Em entrevista à agência Lusa, Filipe Raposo descreve esta trilogia como um "ensaio sonoro", uma interpretação antropológica e artística sobre a cor, cruzando várias fontes de informação, na música, na pintura, na literatura.
O pianista tomou como referência aquelas três cores, consideradas simbólicas na antiguidade clássica, a partir das quais construiu "um edifício programático" para a pesquisa de repertório e para a escrita de novas composições.
"Ocre" (que é uma variação do vermelho) entrelaça temas inéditos do pianista com reinterpretações de outras obras, como "Blombos cave", baseada no coral BWV 245 de Bach, "Ó meu bem", sobre uma melodia tradicional açoreana, e "Oblivion Soave", de uma ópera de Monteverdi ("A Coroação de Popeia"), com interpretação da cantora Rita Maria.
O álbum tem uma ligação maior à tradição popular, porque emana uma "ligação forte à terra". Ocre "é o pigmento mais presente à face da Terra, está presente desde o nascimento da arte, as pinturas rupestres eram cunhadas com o ocre", sustentou o músico.
Na reflexão traçada por Filipe Raposo, foram surgindo múltiplos significados associados à cor vermelha, relacionados com o poder, o amor, a morte.
E deu exemplos com três composições inéditas do álbum: "A um deus desconhecido", que remete para o deus Endovélico, adorado na península Ibérica no período pré-romano, "No princípio era o fogo", com o ocre associado à "capacidade de dominar essa técnica que nos primórdios da humanidade", e "Isaac", sobre o vermelho da morte.
"A música é isto, uma ligação sinestésica da harmonia com cor. Eu vejo muito harmonia relacionada com cor. (...) Há um lado que eu acho mais interessante nisto é que cada investigação que fazemos abre portas para novos caminhos", disse Filipe Raposo.
"Ocre" é editado no final deste mês e na versão física é acompanhado de um trabalho gráfico com a participação do pintor Sérgio Fernandes, com enquadramento de excertos literários, notas do autor e textos de apresentação de António Jorge Gonçalves e Sérgio Godinho.

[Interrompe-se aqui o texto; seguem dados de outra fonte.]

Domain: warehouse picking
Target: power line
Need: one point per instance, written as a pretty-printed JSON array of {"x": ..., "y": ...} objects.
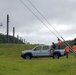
[
  {"x": 45, "y": 24},
  {"x": 37, "y": 17},
  {"x": 51, "y": 26}
]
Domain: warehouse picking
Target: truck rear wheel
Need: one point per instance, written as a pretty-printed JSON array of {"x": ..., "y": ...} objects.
[
  {"x": 28, "y": 56},
  {"x": 56, "y": 56}
]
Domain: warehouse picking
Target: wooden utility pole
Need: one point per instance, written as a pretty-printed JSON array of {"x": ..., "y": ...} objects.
[
  {"x": 7, "y": 28},
  {"x": 13, "y": 34}
]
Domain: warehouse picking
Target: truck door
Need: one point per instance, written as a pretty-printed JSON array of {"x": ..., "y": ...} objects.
[
  {"x": 37, "y": 51},
  {"x": 46, "y": 51}
]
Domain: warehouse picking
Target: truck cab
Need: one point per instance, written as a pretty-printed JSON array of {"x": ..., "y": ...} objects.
[{"x": 42, "y": 51}]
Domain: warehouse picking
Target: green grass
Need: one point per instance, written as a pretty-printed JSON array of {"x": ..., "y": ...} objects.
[{"x": 11, "y": 63}]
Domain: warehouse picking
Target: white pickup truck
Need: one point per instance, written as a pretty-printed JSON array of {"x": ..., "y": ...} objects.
[{"x": 42, "y": 51}]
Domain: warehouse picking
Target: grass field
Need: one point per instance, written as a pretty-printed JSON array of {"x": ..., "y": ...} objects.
[{"x": 11, "y": 63}]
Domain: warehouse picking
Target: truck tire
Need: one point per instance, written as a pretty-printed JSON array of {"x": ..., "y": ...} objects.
[
  {"x": 28, "y": 56},
  {"x": 56, "y": 56}
]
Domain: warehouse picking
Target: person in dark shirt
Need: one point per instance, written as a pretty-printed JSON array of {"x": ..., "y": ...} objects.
[{"x": 53, "y": 47}]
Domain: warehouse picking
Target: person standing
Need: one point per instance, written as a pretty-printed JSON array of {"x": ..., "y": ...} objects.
[
  {"x": 74, "y": 47},
  {"x": 53, "y": 47},
  {"x": 66, "y": 51},
  {"x": 59, "y": 43}
]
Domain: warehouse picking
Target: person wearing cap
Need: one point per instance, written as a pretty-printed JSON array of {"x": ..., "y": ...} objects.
[{"x": 66, "y": 51}]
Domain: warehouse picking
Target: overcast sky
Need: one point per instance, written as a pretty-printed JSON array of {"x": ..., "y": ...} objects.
[{"x": 60, "y": 13}]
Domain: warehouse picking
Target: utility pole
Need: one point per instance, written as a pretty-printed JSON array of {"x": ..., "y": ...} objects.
[
  {"x": 17, "y": 38},
  {"x": 7, "y": 28},
  {"x": 13, "y": 34}
]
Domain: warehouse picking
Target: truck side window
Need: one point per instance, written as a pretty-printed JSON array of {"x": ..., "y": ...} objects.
[{"x": 45, "y": 47}]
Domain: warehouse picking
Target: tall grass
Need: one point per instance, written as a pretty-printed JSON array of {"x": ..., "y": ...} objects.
[{"x": 11, "y": 63}]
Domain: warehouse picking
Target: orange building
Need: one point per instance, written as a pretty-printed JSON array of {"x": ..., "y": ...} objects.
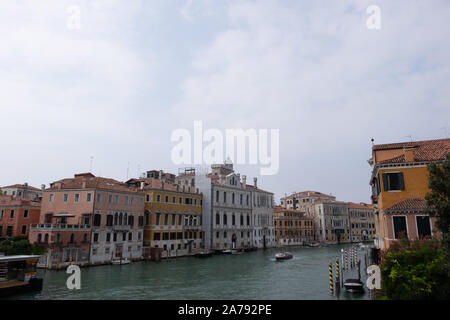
[
  {"x": 16, "y": 216},
  {"x": 292, "y": 227},
  {"x": 399, "y": 184}
]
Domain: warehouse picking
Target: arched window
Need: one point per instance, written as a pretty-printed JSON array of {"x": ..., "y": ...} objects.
[{"x": 97, "y": 220}]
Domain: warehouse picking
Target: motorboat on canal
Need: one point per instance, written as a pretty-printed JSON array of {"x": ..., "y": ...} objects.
[
  {"x": 283, "y": 256},
  {"x": 18, "y": 274}
]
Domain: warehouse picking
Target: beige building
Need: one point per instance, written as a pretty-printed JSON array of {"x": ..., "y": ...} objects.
[{"x": 362, "y": 222}]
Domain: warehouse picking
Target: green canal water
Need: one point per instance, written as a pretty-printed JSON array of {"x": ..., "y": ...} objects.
[{"x": 254, "y": 276}]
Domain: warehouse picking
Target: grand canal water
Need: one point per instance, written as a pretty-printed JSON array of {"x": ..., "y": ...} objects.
[{"x": 254, "y": 275}]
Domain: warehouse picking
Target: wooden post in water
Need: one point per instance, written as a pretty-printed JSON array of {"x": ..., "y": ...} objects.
[
  {"x": 330, "y": 269},
  {"x": 338, "y": 273}
]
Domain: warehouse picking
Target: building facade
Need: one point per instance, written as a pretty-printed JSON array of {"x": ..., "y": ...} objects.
[
  {"x": 399, "y": 183},
  {"x": 16, "y": 216},
  {"x": 362, "y": 222},
  {"x": 172, "y": 225},
  {"x": 332, "y": 221},
  {"x": 89, "y": 220},
  {"x": 232, "y": 217},
  {"x": 22, "y": 191},
  {"x": 292, "y": 227}
]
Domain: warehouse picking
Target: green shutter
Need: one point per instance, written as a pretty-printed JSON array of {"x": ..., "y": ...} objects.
[
  {"x": 385, "y": 182},
  {"x": 402, "y": 182}
]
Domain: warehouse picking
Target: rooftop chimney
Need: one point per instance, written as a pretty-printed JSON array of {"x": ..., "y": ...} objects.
[{"x": 409, "y": 154}]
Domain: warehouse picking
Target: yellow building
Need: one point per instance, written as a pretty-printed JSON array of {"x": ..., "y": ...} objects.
[
  {"x": 399, "y": 184},
  {"x": 172, "y": 223}
]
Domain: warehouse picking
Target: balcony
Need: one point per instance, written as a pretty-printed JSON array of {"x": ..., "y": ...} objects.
[
  {"x": 59, "y": 227},
  {"x": 121, "y": 228}
]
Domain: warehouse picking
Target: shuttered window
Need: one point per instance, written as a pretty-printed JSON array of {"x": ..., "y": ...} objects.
[
  {"x": 399, "y": 226},
  {"x": 393, "y": 181},
  {"x": 423, "y": 226}
]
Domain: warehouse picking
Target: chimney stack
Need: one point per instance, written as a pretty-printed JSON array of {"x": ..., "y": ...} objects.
[{"x": 409, "y": 154}]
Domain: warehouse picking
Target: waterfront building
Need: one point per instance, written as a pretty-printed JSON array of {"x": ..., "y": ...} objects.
[
  {"x": 292, "y": 227},
  {"x": 89, "y": 220},
  {"x": 16, "y": 215},
  {"x": 230, "y": 209},
  {"x": 399, "y": 183},
  {"x": 305, "y": 201},
  {"x": 262, "y": 216},
  {"x": 22, "y": 191},
  {"x": 332, "y": 221},
  {"x": 362, "y": 222},
  {"x": 173, "y": 217}
]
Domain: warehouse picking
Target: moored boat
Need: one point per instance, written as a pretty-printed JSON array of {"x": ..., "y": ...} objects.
[
  {"x": 18, "y": 274},
  {"x": 283, "y": 256}
]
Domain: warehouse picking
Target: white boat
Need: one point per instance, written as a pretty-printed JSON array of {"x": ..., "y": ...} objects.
[
  {"x": 121, "y": 261},
  {"x": 283, "y": 256}
]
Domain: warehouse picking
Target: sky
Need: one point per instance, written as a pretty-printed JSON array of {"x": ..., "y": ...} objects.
[{"x": 101, "y": 85}]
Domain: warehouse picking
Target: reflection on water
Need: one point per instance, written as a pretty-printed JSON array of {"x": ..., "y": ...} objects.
[{"x": 253, "y": 276}]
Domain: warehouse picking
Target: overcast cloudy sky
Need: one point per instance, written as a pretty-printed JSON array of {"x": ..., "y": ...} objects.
[{"x": 117, "y": 87}]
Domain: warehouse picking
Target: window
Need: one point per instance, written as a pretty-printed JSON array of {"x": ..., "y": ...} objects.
[
  {"x": 97, "y": 220},
  {"x": 399, "y": 226},
  {"x": 393, "y": 181},
  {"x": 423, "y": 226}
]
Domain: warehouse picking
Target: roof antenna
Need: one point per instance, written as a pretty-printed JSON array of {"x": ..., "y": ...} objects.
[{"x": 90, "y": 165}]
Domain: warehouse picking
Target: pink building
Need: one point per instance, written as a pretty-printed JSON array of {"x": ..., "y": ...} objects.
[
  {"x": 16, "y": 215},
  {"x": 89, "y": 220}
]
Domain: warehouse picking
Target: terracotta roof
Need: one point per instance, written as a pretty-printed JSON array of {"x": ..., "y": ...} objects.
[
  {"x": 21, "y": 186},
  {"x": 91, "y": 181},
  {"x": 309, "y": 194},
  {"x": 408, "y": 205},
  {"x": 361, "y": 205},
  {"x": 13, "y": 201},
  {"x": 428, "y": 150}
]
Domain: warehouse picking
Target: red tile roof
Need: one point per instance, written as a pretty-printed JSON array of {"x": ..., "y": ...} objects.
[
  {"x": 408, "y": 205},
  {"x": 91, "y": 181},
  {"x": 21, "y": 186},
  {"x": 428, "y": 150}
]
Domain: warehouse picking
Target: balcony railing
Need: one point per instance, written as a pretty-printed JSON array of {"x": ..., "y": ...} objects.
[{"x": 59, "y": 227}]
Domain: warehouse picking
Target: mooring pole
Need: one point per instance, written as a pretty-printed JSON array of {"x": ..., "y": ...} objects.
[
  {"x": 338, "y": 273},
  {"x": 330, "y": 269}
]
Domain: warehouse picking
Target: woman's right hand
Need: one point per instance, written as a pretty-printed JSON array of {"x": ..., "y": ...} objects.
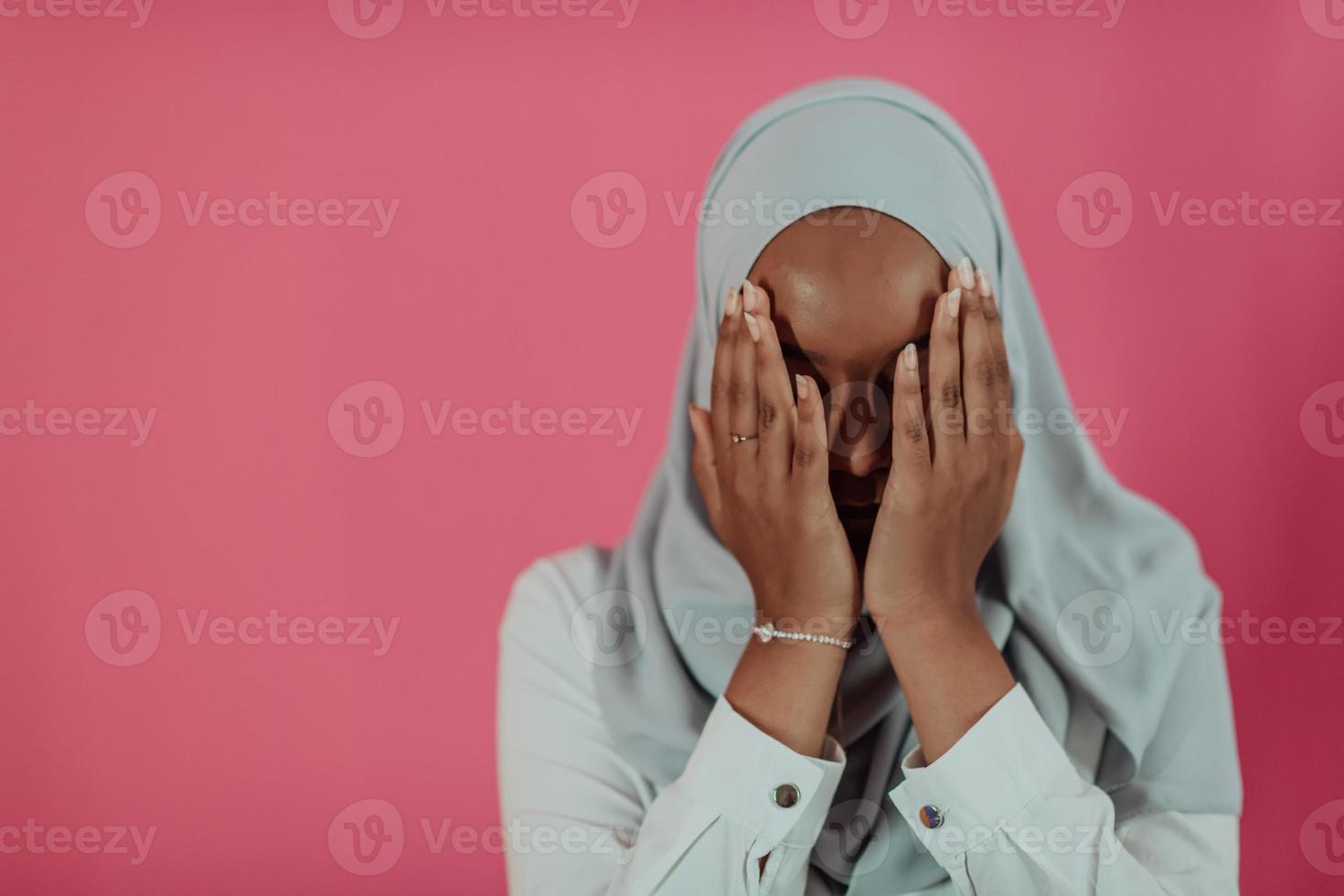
[{"x": 769, "y": 498}]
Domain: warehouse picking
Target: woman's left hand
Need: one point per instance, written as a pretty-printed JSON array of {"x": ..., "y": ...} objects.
[{"x": 946, "y": 496}]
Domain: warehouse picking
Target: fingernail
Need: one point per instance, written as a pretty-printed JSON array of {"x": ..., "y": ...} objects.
[
  {"x": 752, "y": 326},
  {"x": 748, "y": 295},
  {"x": 966, "y": 272},
  {"x": 734, "y": 303}
]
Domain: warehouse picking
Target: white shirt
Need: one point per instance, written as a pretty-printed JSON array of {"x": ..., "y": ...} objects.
[{"x": 581, "y": 821}]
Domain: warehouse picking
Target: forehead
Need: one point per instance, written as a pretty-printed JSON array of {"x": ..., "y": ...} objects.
[{"x": 851, "y": 283}]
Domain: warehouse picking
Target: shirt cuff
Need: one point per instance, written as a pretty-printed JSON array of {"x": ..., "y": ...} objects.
[
  {"x": 737, "y": 769},
  {"x": 1000, "y": 766}
]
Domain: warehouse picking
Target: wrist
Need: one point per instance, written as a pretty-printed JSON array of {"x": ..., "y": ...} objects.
[
  {"x": 926, "y": 615},
  {"x": 834, "y": 624}
]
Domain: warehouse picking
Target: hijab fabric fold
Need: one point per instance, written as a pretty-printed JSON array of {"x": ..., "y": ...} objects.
[{"x": 1078, "y": 592}]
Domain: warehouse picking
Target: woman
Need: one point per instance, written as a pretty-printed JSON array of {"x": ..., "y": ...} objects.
[{"x": 955, "y": 680}]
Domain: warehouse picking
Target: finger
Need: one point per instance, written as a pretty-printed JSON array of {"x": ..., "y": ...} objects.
[
  {"x": 978, "y": 371},
  {"x": 945, "y": 403},
  {"x": 702, "y": 460},
  {"x": 743, "y": 406},
  {"x": 811, "y": 455},
  {"x": 1003, "y": 377},
  {"x": 775, "y": 410},
  {"x": 909, "y": 435},
  {"x": 723, "y": 371}
]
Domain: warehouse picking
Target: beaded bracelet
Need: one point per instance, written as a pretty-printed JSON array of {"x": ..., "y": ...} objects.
[{"x": 769, "y": 633}]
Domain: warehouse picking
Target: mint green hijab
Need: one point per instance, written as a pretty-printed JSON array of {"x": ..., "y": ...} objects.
[{"x": 1077, "y": 549}]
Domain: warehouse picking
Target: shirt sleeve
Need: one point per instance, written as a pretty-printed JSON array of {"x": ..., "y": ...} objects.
[
  {"x": 1004, "y": 812},
  {"x": 575, "y": 812}
]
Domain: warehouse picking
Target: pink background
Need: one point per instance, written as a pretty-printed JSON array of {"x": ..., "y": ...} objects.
[{"x": 485, "y": 292}]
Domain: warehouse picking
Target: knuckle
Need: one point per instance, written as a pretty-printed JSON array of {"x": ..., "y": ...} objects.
[
  {"x": 805, "y": 454},
  {"x": 951, "y": 392},
  {"x": 718, "y": 389},
  {"x": 743, "y": 491},
  {"x": 769, "y": 414},
  {"x": 912, "y": 430}
]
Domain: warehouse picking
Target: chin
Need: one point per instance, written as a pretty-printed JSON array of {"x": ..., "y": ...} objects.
[{"x": 859, "y": 539}]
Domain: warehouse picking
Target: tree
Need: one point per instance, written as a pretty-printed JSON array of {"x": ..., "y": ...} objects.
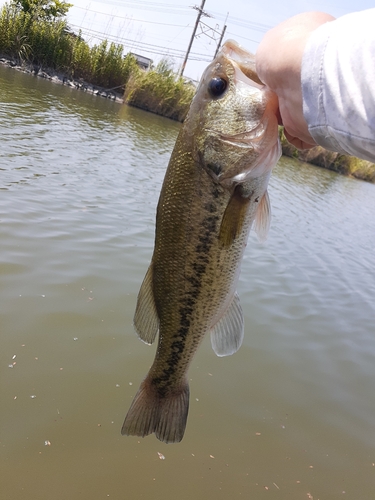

O segundo volume desta trilogia será dedicado ao preto, sairá em 2021 com o título "Obsidiana", a pedra vulcânica usada para a construção das primeiras ferramentas na Idade da Pedra.
A trilogia encerrará em 2023 com variações sobre o branco, fazendo a ponte, geograficamente, entre o sul (ocre) e o norte (branco) da Europa.
"Esta dramaturgia ajuda-me a organizar as composições, a encontrar uma ordem e sentido para elas. E ajuda-me a estimular a criação", referiu.
"Ocre" será apresentado em concerto no dia 29 no Teatro Municipal são Luiz, no âmbito do Festival de Jazz de Lisboa, e a 12 de junho em Estocolmo, cidade com a qual mantém uma ligação e onde fez um mestrado em Piano Jazz Performance.
Nascido em Lisboa em 1979, Filipe Raposo tem repartido trabalho entre composição, produção e orquestração. Tem colaborado com vários artistas portugueses e formações distintas, como Amélia Muge, Sérgio Godinho, José Mário Branco, Camané, Orquestra Sinfónica Portuguesa, Orquestra Clássica da Madeira e Orquestra do Sul.
Desde 2004, colabora com a Cinemateca Portuguesa como pianista residente no acompanhamento de filmes mudos, e tem trabalhado em teatro, na criação de bandas sonoras, nomeadamente para "Quem tem medo de Virginia Woolf", encenado por Ana Luísa Guimarães, e "Banda Sonora", encenado por Ricardo Neves-Neves.
Acaba de produzir o novo álbum do músico Pedro Moutinho, assim como o álbum para a infância "Canções de roda", com Vitorino, Jorge Benvinda, Ana Bacalhau e Sérgio Godinho, e tem em mãos uma banda sonora para o filme "Metropolis", de Fritz Lang, no âmbito dos 125 anos do Teatro Municipal São Luiz.
Está ainda no processo de investigação de um projeto com o artista gráfico António Jorge Gonçalves sobre arte rupestre, o nascimento da arte e o pensamento abstrato. Será um objeto artístico em várias dimensões e com referência à arte rupestre em Portugal, Espanha e França.
"Ocre" junta-se aos álbuns "First Falls" (2011), "A Hundred Silent Ways" (2013), "Inquiétude" (2015) e "Rita Maria & Filipe Raposo Live in Oslo" (2018).